I always find UPS a great example of a business model that has reached the end of an era. Yes, they're great for sending packages to and from businesses, but I'll bet a lot of their business comes from folks buying stuff through the internet. In fact, I'd say the majority of my shopping is online, and the majority of that is delivered to me in a little brown truck. Delivered is not really what happens, however. In reality, it goes something like this:

First, I receive a notice on my door that I got a package. Sometimes two notices, and sometimes three because I enter my house through the garage and may not go out the front door for days.

Next, I sign on to www.ups.com, navigate a very confusing site to find my package, and then I indicate that I would like to pick up the package. Why? Because, like most folks, I work. And, like most folks, my boss likes me to be at work oh, sometime between 9:00 and 5:00. Too bad that coincides exactly with the UPS delivery hours.

Finally, I wait for a day or two. I need to wait because when I get home, find the notice and log on, UPS has usually loaded my package onto a truck for the next day. That means that any hold I place on the package takes a day to propagate. Sometimes it takes two.

This process ends with me driving to the UPS station in my area. I live in downtown Seattle, and my station is quite a ways south in an industrial district. It's far, and it takes me through rush hour traffic both ways.

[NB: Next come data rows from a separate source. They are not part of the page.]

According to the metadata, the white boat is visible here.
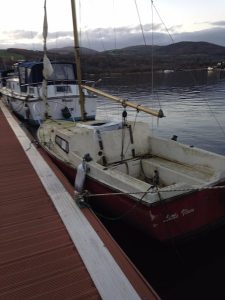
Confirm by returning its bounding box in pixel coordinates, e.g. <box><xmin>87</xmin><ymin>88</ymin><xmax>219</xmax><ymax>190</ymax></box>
<box><xmin>0</xmin><ymin>61</ymin><xmax>96</xmax><ymax>125</ymax></box>
<box><xmin>37</xmin><ymin>0</ymin><xmax>225</xmax><ymax>241</ymax></box>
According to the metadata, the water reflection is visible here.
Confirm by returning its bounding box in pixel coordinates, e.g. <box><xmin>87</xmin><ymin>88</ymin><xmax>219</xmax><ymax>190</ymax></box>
<box><xmin>94</xmin><ymin>71</ymin><xmax>225</xmax><ymax>300</ymax></box>
<box><xmin>97</xmin><ymin>70</ymin><xmax>225</xmax><ymax>154</ymax></box>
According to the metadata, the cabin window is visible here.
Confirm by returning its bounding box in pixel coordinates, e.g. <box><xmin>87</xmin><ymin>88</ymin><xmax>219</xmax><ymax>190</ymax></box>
<box><xmin>56</xmin><ymin>85</ymin><xmax>71</xmax><ymax>93</ymax></box>
<box><xmin>55</xmin><ymin>135</ymin><xmax>69</xmax><ymax>153</ymax></box>
<box><xmin>49</xmin><ymin>63</ymin><xmax>75</xmax><ymax>81</ymax></box>
<box><xmin>29</xmin><ymin>87</ymin><xmax>34</xmax><ymax>94</ymax></box>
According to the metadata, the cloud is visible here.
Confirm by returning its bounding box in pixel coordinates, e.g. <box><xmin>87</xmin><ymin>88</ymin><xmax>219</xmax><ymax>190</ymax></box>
<box><xmin>0</xmin><ymin>21</ymin><xmax>225</xmax><ymax>51</ymax></box>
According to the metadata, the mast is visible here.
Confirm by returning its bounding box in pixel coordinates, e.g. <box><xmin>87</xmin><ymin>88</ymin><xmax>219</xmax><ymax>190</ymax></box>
<box><xmin>81</xmin><ymin>85</ymin><xmax>165</xmax><ymax>118</ymax></box>
<box><xmin>71</xmin><ymin>0</ymin><xmax>85</xmax><ymax>121</ymax></box>
<box><xmin>42</xmin><ymin>0</ymin><xmax>53</xmax><ymax>119</ymax></box>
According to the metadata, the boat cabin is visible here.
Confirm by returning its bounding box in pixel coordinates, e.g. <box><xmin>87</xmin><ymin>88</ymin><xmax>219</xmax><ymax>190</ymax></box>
<box><xmin>18</xmin><ymin>61</ymin><xmax>76</xmax><ymax>92</ymax></box>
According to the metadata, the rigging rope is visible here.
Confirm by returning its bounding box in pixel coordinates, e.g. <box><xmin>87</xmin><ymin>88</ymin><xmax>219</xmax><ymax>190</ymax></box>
<box><xmin>87</xmin><ymin>185</ymin><xmax>225</xmax><ymax>198</ymax></box>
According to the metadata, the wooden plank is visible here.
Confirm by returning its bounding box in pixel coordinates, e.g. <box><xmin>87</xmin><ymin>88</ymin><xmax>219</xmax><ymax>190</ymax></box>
<box><xmin>0</xmin><ymin>103</ymin><xmax>140</xmax><ymax>300</ymax></box>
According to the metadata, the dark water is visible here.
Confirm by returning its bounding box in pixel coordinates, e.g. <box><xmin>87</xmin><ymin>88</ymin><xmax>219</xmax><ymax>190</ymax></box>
<box><xmin>93</xmin><ymin>71</ymin><xmax>225</xmax><ymax>300</ymax></box>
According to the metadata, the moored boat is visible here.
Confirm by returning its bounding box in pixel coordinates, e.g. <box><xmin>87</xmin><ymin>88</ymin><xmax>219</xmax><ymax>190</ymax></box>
<box><xmin>0</xmin><ymin>61</ymin><xmax>96</xmax><ymax>125</ymax></box>
<box><xmin>37</xmin><ymin>0</ymin><xmax>225</xmax><ymax>241</ymax></box>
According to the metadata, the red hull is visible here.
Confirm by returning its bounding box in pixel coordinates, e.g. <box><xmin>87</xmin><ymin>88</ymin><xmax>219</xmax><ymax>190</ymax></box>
<box><xmin>53</xmin><ymin>158</ymin><xmax>225</xmax><ymax>241</ymax></box>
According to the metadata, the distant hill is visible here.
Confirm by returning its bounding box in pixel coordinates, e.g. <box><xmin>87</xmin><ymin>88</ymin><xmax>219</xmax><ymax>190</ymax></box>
<box><xmin>49</xmin><ymin>46</ymin><xmax>98</xmax><ymax>55</ymax></box>
<box><xmin>0</xmin><ymin>42</ymin><xmax>225</xmax><ymax>74</ymax></box>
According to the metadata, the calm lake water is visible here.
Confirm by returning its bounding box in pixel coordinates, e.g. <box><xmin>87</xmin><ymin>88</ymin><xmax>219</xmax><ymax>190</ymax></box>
<box><xmin>93</xmin><ymin>71</ymin><xmax>225</xmax><ymax>300</ymax></box>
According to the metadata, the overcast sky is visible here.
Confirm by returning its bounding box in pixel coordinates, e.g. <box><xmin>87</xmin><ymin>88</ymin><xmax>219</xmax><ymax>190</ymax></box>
<box><xmin>0</xmin><ymin>0</ymin><xmax>225</xmax><ymax>51</ymax></box>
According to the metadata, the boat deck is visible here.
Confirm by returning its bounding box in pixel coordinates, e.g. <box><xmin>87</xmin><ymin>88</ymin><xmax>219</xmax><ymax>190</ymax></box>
<box><xmin>0</xmin><ymin>104</ymin><xmax>159</xmax><ymax>300</ymax></box>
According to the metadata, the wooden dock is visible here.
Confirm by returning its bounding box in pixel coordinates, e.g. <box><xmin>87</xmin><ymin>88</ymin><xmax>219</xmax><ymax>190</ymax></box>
<box><xmin>0</xmin><ymin>103</ymin><xmax>159</xmax><ymax>300</ymax></box>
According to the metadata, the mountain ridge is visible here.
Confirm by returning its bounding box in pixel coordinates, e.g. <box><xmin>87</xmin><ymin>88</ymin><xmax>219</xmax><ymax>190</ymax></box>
<box><xmin>0</xmin><ymin>41</ymin><xmax>225</xmax><ymax>74</ymax></box>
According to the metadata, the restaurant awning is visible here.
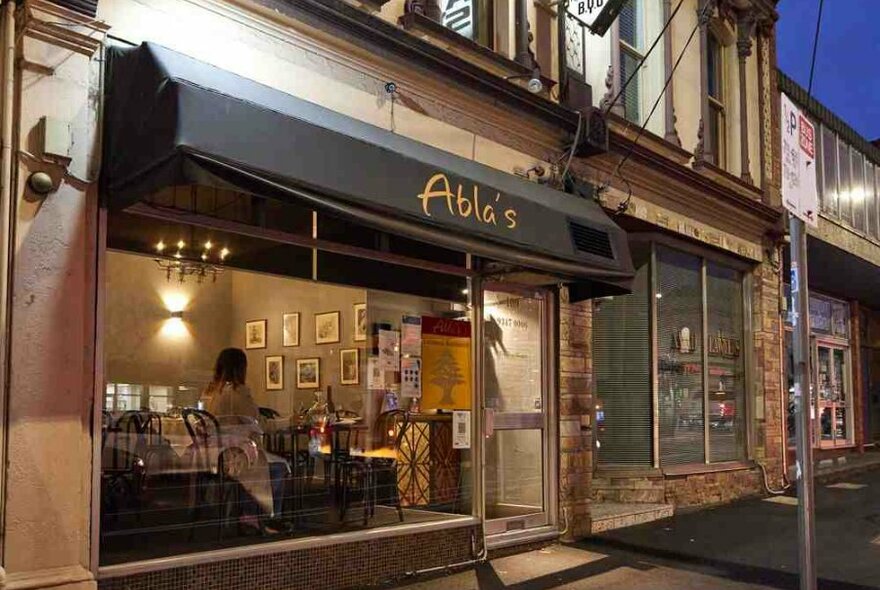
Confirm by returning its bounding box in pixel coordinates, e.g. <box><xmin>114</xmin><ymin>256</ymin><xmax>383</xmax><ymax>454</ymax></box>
<box><xmin>101</xmin><ymin>43</ymin><xmax>634</xmax><ymax>299</ymax></box>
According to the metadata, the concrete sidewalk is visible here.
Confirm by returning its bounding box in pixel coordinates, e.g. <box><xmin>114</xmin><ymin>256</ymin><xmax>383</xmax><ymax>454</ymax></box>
<box><xmin>585</xmin><ymin>470</ymin><xmax>880</xmax><ymax>590</ymax></box>
<box><xmin>382</xmin><ymin>545</ymin><xmax>770</xmax><ymax>590</ymax></box>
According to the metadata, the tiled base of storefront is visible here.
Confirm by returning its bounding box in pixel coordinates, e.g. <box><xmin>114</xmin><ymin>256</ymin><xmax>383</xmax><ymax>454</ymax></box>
<box><xmin>98</xmin><ymin>526</ymin><xmax>481</xmax><ymax>590</ymax></box>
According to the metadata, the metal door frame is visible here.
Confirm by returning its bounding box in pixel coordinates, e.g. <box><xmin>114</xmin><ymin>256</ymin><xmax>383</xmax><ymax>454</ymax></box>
<box><xmin>477</xmin><ymin>282</ymin><xmax>557</xmax><ymax>536</ymax></box>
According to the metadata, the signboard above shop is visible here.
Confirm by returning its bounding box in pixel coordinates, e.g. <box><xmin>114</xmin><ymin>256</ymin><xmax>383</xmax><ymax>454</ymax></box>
<box><xmin>781</xmin><ymin>94</ymin><xmax>819</xmax><ymax>227</ymax></box>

Today the process broke down further. I found myself in a line of about ten people when UPS opened this morning. Eight of those were picking up packages just like I was. Of those eight, six didn't have their packages held. Some called, some used the internet. I was one of the six. I suspect that whatever data connection sneaks my hold request from the corporate office to this UPS station broke down at some point, so I get to do it all over again tomorrow. This type of thing happens quite a bit. I'd say there's always someone in line in front of me whose package was not held at the warehouse. It's always the same story: call UPS customer service and complain. And, it's always the same somewhat exasperated tone from the clerk: they're tired of this happening too.

The odd thing about this is that each and every person I've interacted with at the UPS station is an excellent employee. They're always smart, courteous, and quick. They're just hobbled by a business that hasn't grown with the times. Come on, UPS, this is not the 1950's. Let's update your business model for the new century.